Machine Learning (ML) can be powerful in energy efficiency and carbon-friendly designs. However, there is a need for better building data sets to accelerate the use of ML.
Machine Learning (ML) can be a powerful tool to help designers choose more energy efficient and carbon-friendly designs. However, there is a need for better building data-sets to accelerate the use of ML.
ML programs must access vast quantities of data in order to learn. Unlike digital industries, who generate hundreds of billions of megabytes of data daily, most building data is trapped in the physical world. Making matters more complex, the practice of sustainable design is highly localized: the data captured for a building in one particular city, will likely not be useful to compare design options in another.
In this post, I share how Digital Blue Foam is addressing this problem using off the shelf software, and a render farm.

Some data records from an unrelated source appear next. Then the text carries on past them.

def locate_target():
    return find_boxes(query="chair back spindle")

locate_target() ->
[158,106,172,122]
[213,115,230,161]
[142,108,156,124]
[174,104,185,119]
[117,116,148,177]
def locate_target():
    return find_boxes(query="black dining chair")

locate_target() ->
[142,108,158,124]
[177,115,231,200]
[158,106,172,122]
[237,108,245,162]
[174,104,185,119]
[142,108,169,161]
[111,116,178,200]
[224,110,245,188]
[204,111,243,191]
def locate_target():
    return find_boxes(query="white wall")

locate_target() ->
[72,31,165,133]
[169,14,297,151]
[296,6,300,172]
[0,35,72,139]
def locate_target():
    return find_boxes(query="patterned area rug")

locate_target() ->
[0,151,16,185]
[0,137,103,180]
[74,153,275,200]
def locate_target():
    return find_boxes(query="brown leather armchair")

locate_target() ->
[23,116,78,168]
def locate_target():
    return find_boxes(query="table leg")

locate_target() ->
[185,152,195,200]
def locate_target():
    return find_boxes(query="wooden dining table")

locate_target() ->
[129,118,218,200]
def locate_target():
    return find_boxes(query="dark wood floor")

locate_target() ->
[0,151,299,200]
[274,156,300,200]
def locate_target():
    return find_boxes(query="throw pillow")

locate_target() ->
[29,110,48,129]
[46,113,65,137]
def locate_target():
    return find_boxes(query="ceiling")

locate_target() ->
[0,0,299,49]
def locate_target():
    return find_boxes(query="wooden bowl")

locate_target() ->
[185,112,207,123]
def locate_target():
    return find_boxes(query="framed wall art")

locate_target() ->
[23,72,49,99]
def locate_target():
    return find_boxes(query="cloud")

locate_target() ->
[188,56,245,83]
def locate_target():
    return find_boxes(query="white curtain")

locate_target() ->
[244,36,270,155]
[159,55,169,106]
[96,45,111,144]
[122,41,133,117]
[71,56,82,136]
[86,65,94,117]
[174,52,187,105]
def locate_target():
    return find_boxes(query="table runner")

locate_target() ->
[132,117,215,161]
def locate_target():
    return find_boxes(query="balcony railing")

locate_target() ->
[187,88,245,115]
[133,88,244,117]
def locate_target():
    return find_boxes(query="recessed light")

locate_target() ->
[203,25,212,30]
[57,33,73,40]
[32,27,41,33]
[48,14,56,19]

Not always the data available publically will solve your design problem. There was a need to generate the data because as mentioned above sustainability is region-specific. The real-world sensor data would consist of few building performance indicators which can be crucial in building operational phases, also this kind of data would be available only in a few technologically advanced cities. We generated a huge dataset for each city using a parametric model and environmental analysis. This approach is better than the traditional simulation approach, because of the time taken and knowledge required. The ML model would be able to map between different extreme inputs and predict the solutions within seconds. Using cloud computing technology and lots of machines, the data generation process is a lot easier and faster.
The aim was to build a feature for our users (architects, designers, and urban planners), to measure the sustainability of the design, and compare different options using machine learning.
With the current workflow If an architect or building engineer has to perform environmental analysis for a complex design, it would take at least a couple of minutes and of course good knowledge of Rhino-Grasshopper and its different plugins that support environmental analysis.
Our goal is to compute these sustainability metrics within (milli)seconds so that the users can compare, rate, and rank different design options in minutes.
To generate the simulation data, we chose Grasshopper, because we could create a parametric script and perform environmental analysis, using the Ladybug plugin, together. Once it generated enough structured data, we imported it in python using pandas for further analysis and ML model training. For model training, we used neural networks from the tensorflow-keras library.
This saved pre-trained model was used to create an API, using the google cloud platform, which could be accessed in node js and integrated with other code.
The alternate approach was coding this neural network model entirely in Node js using tensorflow.js library so that we could train and deploy the model in node js itself. But this approach had a small issue, to install the tensorflow.js library into node.js, we needed to upgrade/degrade the version of other packages and libraries, which could affect the ongoing development.
The model could be improved to a certain level by stacking more layers in the Neural Nets, but to significantly improve the performance we needed much more data for a single city, maybe a couple of additional features too.
The above-mentioned approach is a broader view of the process. The main issue was DATA. How to generate so much data?
To generate more data in less time, we needed two things :
We accessed some office desktops and even rented a couple of high computing power desktops. The next step was to set up the entire pipeline of data generation in Rhino-grasshopper. This would be setting up rhino-grasshopper, downloading plugins for the environmental analysis, and setting up folders to store the generated data. Such that the entire process is somewhat automated. But we realized it's very important to monitor this process and manage it across different machines, to avoid any errors, crashes, and duplicate values.
To use GPUs while performing the analysis for each iteration was the most important step, to generate one city’s data in a couple of days. For this we tried a couple of different tools.
Another tool we tried was UMI (Urban Modelling Interface), a Rhino plugin to perform the environmental analysis at an urban scale. It was by far the fastest method to compute the required sustainability metrics and did not even require a GPU-enabled machine. We can even specify certain contextual elements in it, like streets, ground, shading/trees, etc. But creating a parametric grasshopper script is the trickier part here.
The ML model training took less than an hour with Google Colab, but finding the optimal and faster way to generate the data took almost a month.
It is always important to consider the Machine Learning process as a trial and error experiment. After testing several approaches and methods We could find a workable model. It was a difficult & challenging process, and ultimately worth the while when the user said, they expected something similar!